A man 2m tall walks away from a lamppot at 1m/s. If te lampatop the post is 5m above the ground, how fast is te tip of is sadow moving? How fast is the length of his shadow changing?

To find out how fast the tip of the man's shadow is moving, we need to recognize that the height of the lamppost, the height of the man, and the length of the man's shadow form similar triangles.

Let's assume that the length of the man's shadow is represented by "x" meters. Since the man's height is 2m, and the height of the lamppost is 5m, we can set up the following equation:

2 / x = 5 / (x + h)

where "h" represents the distance between the man and the lamppost (which is changing since the man is moving away from the lamppost).

We're given that the man is moving away from the lamppost at 1m/s, which means that dx/dt (the rate at which the distance between the man and the lamppost is changing) is 1m/s.

Now, let's differentiate both sides of the equation with respect to time (t):

(d/dt) (2 / x) = (d/dt) (5 / (x + h))

To find the derivative of each term, we can use the chain rule. On the left side, we get:

-2 / x^2 * dx/dt

And on the right side, we get:

-5 / (x + h)^2 * d/dt (x + h)

Since dx/dt is given as 1m/s, we can substitute it in:

-2 / x^2 = -5 / (x + h)^2

Cross-multiplying the equation, we get:

-2(x + h)^2 = -5x^2

Expanding and rearranging, we have:

-2x^2 - 4hx - 2h^2 = -5x^2

Simplifying further, we get:

3x^2 + 4hx + 2h^2 = 0

Now, let's find the derivative of this equation with respect to time:

(d/dt) (3x^2 + 4hx + 2h^2) = 0

Differentiating each term, we get:

6x * dx/dt + 4h * dx/dt + 0 = 0

Substituting the given value of dx/dt as 1m/s, we have:

6x + 4h = 0

Solving for x, we get:

x = -4h / 6 = -2h / 3

Since length cannot be negative, we discard the negative solution.

Therefore, the length of the man's shadow is changing at a rate of -2h / 3 meters per second, which means it is decreasing at a rate of 2h / 3 meters per second.
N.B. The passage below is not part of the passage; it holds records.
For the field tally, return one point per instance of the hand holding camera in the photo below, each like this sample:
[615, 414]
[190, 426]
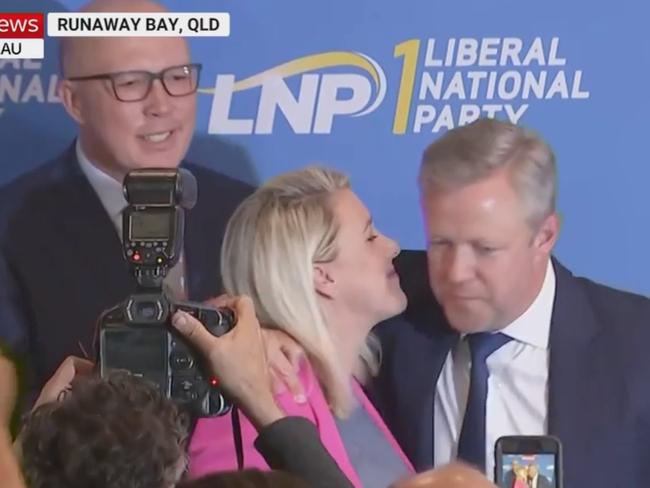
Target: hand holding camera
[237, 359]
[136, 335]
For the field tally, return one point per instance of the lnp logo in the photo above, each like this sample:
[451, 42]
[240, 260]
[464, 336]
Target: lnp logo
[320, 96]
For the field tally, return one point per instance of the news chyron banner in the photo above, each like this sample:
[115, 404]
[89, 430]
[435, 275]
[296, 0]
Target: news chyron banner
[365, 86]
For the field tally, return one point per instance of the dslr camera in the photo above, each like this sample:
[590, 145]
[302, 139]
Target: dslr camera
[136, 335]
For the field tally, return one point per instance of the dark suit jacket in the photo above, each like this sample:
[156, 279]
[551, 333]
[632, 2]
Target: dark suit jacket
[61, 259]
[599, 378]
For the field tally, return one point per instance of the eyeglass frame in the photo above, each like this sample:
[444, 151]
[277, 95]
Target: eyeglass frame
[151, 76]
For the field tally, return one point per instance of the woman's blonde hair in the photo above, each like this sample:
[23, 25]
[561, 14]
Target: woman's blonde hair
[271, 244]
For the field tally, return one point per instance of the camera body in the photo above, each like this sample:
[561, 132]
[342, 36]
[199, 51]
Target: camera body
[136, 335]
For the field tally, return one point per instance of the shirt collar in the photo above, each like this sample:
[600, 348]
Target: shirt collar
[534, 325]
[106, 187]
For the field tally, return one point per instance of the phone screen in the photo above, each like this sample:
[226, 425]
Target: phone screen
[528, 471]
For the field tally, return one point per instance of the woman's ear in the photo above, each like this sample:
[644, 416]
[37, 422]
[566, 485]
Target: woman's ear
[324, 283]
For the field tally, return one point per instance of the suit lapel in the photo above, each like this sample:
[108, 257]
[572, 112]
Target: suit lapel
[89, 234]
[426, 360]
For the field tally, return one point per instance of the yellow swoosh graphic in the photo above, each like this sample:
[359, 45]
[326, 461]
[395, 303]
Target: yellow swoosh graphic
[308, 63]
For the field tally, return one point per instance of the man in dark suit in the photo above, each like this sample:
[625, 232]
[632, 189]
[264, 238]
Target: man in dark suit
[61, 260]
[499, 338]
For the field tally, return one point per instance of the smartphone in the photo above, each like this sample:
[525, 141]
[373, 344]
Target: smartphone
[528, 462]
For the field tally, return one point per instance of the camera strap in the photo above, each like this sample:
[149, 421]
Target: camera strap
[236, 436]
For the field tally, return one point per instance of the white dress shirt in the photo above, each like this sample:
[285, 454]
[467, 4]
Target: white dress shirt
[110, 194]
[517, 399]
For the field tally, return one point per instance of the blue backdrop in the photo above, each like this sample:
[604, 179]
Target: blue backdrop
[364, 86]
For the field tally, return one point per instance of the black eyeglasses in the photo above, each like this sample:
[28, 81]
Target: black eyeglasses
[133, 86]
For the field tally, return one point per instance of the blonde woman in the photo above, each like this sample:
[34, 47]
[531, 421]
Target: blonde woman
[305, 249]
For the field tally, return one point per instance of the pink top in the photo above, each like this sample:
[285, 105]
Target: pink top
[212, 449]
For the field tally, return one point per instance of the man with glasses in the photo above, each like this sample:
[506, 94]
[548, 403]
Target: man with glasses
[134, 100]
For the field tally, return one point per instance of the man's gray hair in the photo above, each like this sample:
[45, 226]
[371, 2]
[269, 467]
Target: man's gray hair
[476, 151]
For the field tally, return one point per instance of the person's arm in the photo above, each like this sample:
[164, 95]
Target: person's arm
[292, 444]
[239, 361]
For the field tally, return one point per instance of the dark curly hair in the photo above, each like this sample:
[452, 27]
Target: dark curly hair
[112, 432]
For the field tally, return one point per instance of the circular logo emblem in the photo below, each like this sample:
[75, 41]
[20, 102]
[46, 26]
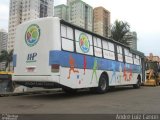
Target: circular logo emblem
[32, 35]
[84, 43]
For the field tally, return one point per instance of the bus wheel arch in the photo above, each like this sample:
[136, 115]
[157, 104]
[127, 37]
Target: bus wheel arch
[138, 84]
[103, 84]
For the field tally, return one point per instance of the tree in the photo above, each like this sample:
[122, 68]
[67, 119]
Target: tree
[6, 57]
[119, 32]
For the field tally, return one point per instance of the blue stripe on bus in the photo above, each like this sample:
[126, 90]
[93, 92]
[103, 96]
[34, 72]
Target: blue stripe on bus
[63, 57]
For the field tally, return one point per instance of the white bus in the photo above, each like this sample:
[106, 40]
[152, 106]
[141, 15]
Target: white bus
[52, 53]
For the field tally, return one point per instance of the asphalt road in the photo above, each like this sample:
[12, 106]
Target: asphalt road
[118, 101]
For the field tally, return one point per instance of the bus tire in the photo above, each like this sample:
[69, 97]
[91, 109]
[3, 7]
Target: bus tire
[138, 84]
[103, 85]
[69, 90]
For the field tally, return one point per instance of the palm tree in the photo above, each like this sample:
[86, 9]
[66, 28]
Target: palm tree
[6, 57]
[119, 32]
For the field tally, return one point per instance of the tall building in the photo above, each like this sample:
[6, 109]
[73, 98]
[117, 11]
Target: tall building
[3, 45]
[61, 11]
[101, 21]
[132, 40]
[24, 10]
[80, 14]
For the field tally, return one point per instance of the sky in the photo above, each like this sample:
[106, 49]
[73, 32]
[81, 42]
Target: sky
[142, 15]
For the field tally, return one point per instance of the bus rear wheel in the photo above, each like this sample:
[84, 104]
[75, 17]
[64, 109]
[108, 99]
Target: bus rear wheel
[103, 85]
[69, 90]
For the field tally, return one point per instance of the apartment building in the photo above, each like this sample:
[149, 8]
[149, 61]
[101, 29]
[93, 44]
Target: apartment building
[101, 21]
[3, 45]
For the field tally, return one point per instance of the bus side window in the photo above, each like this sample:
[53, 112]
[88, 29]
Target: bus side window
[67, 38]
[97, 46]
[119, 53]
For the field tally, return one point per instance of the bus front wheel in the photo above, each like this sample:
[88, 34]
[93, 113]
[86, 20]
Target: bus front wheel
[103, 85]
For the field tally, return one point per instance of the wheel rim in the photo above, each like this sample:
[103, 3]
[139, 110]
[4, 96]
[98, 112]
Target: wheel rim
[103, 84]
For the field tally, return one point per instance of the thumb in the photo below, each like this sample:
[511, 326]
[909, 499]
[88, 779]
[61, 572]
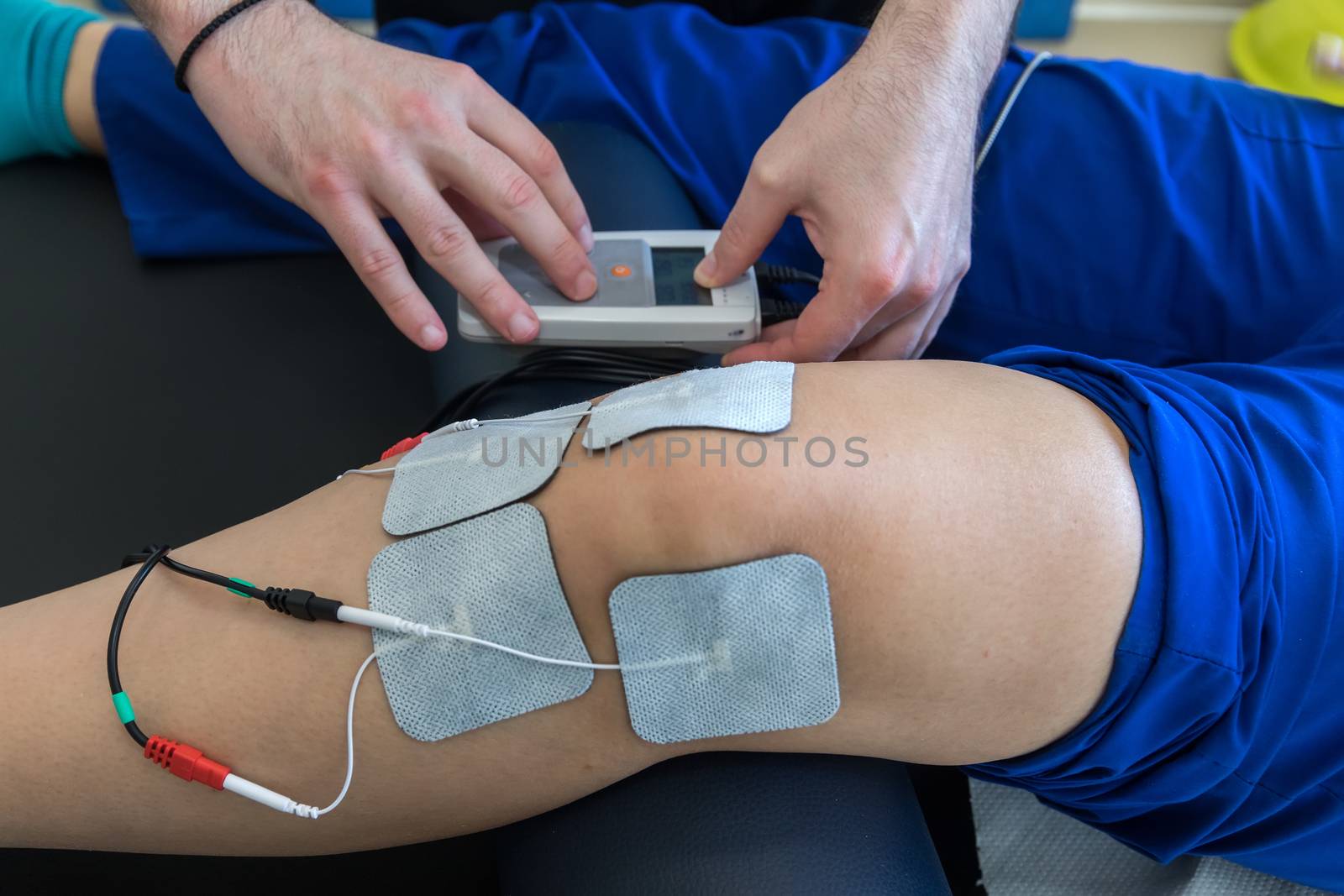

To find the rate at which the tip of the man's shadow is moving, we need to calculate the derivative of x with respect to t:

(dx/dt) = (dx/dh) * (dh/dt)

We know that dx/dh is -2 / 3 (as derived before) and dh/dt is given as 1 m/s. Substituting these values, we have:

(dx/dt) = (-2 / 3) * 1 = -2 / 3

Therefore, the tip of the man's shadow is moving at a rate of -2 / 3 meters per second, which means it is moving towards the lamppost.